Set in the 1970s, Sweet Tooth is presented in the first person by the novel’s central character, Serena Frome. A Cambridge graduate with a third in mathematics but who, in different circumstances, might have taken a better degree in English and “learned how to read”, Frome was encouraged by her “feminist” mother to not waste her educational opportunities. Flights of fancy must make way for real science. (As the academic year begins, such jibes about an English degree must bring on smiles: “My mother told me she would never forgive me and she would never forgive herself if I went off to read English and became no more than a slightly better educated housewife.”) But Frome’s love of reading is put to good use. Recruited into MI5 by a Cambridge academic, she participates in “Sweet Tooth”, the code name for the intelligent services’ counter-Communist campaign to covertly fund writers whose political positions are in line with the MI5 cause. Frome later recruits and acts as a minder to a young writer and academic but becomes romantically involved with her charge; agonising over whether to confess her cover, her hand is forced when she is outed by the press. However, in a twist that can’t be divulged without giving the game away, the deceivers and the duped are not always who they seem to be.

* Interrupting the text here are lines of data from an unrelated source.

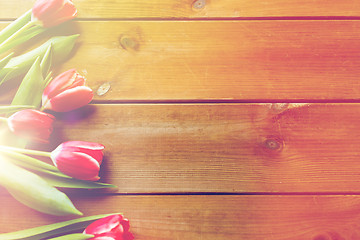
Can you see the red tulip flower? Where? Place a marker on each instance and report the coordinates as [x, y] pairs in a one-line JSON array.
[[66, 92], [32, 124], [79, 159], [114, 227], [53, 12]]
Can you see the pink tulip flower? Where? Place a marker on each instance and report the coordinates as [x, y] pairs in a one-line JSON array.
[[32, 124], [66, 92], [79, 159], [114, 227], [53, 12]]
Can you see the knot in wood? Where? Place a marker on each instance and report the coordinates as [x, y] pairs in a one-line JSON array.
[[273, 144], [129, 43], [198, 5]]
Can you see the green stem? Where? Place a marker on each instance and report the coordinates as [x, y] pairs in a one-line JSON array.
[[3, 119], [26, 151]]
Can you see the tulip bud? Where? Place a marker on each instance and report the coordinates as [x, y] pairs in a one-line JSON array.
[[79, 159], [66, 92], [32, 124], [113, 227], [53, 12]]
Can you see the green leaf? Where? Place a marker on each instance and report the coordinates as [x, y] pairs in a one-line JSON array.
[[13, 108], [74, 236], [5, 60], [34, 192], [50, 173], [57, 180], [29, 162], [52, 229], [61, 49], [46, 62], [31, 88], [15, 26]]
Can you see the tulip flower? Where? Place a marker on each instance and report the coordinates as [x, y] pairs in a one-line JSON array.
[[53, 12], [113, 227], [79, 159], [66, 92], [32, 124]]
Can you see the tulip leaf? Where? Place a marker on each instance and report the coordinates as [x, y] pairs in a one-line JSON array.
[[74, 236], [46, 62], [33, 191], [50, 173], [61, 46], [57, 180], [13, 108], [15, 26], [5, 60], [48, 79], [29, 162], [52, 229], [31, 88]]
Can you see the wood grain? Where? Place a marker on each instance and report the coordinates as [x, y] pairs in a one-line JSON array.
[[214, 217], [221, 60], [218, 61], [173, 9], [222, 147]]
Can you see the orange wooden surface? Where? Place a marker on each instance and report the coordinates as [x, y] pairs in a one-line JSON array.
[[218, 60], [203, 9], [309, 217], [194, 140]]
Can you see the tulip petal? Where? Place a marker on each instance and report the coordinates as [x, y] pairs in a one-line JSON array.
[[76, 164], [70, 99], [90, 148], [104, 225], [45, 8], [84, 145]]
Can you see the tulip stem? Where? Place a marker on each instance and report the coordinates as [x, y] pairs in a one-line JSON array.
[[26, 151], [3, 119]]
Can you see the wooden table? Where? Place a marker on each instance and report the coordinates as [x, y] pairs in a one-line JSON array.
[[202, 107]]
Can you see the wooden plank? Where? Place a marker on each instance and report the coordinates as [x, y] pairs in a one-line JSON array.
[[219, 60], [213, 217], [129, 9], [222, 147]]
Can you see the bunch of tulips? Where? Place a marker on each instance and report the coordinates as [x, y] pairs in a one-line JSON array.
[[76, 164]]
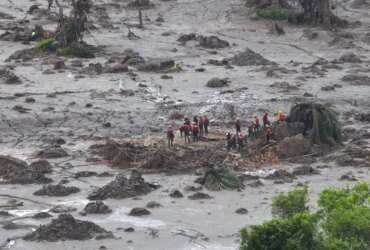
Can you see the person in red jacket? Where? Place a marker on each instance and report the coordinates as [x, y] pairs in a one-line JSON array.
[[237, 126], [195, 130], [186, 130], [268, 131], [265, 120], [257, 123], [205, 124], [170, 136], [201, 126]]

Despite its plot, Sweet Tooth is not a spy novel as such but a pastiche of one, enabling McEwan to comment on writing and deception, as well as to play with some of the key episodes in the espionage and culture wars of the Cold War, notably, the uncovering of CIA backing for Stephen Spender’s literary magazine, Encounter, and also the rooting out of the very English “Cambridge Five” spies. Sweet Tooth’s central concerns coalesce around reading and writing: how we read novels; how much life informs the book; the criss-crossing of the real and the fictive; the values we attach to literary genres. Sly commentaries to this effect pepper the text; for example, Frome’s early preferences for “naive realism” as opposed to postmodern trickery, her declarations that “only writers… were ever in danger of confusing the two” and that writers get “paid” to “give plausibility to whatever they made up”. The novel’s denouement is, of course, a crafty rejoinder to such assertions. Fiction shares with spying the fine arts of subterfuge and deception; as Frome’s colleague remarks, “In this work, the line between what people imagine and what’s actually the case can get very blurred…. You imagine things – and you can make them come true.”
Can Sweet Tooth bear the burden of such an elaborate conceit? To my mind, the novel flattens out the spy-story and its array of characters; the lack of depth detracts from the everyday pleasures of “naive realism”… yet such imaginative foreplay is necessary for McEwan’s ruse to work. Do we care about Frome and her lovers? Not very much. Sweet Tooth is not an undiverting read but the trick of Escher’s drawing hands was to make them so realistic that the impossibility of the image (and irony of their crafting) is experienced as a pleasurable jolt. This didn’t happen. McEwan does, of course, mount his own critical defence in those wily asides. However, one cannot judge a book by its cover or author.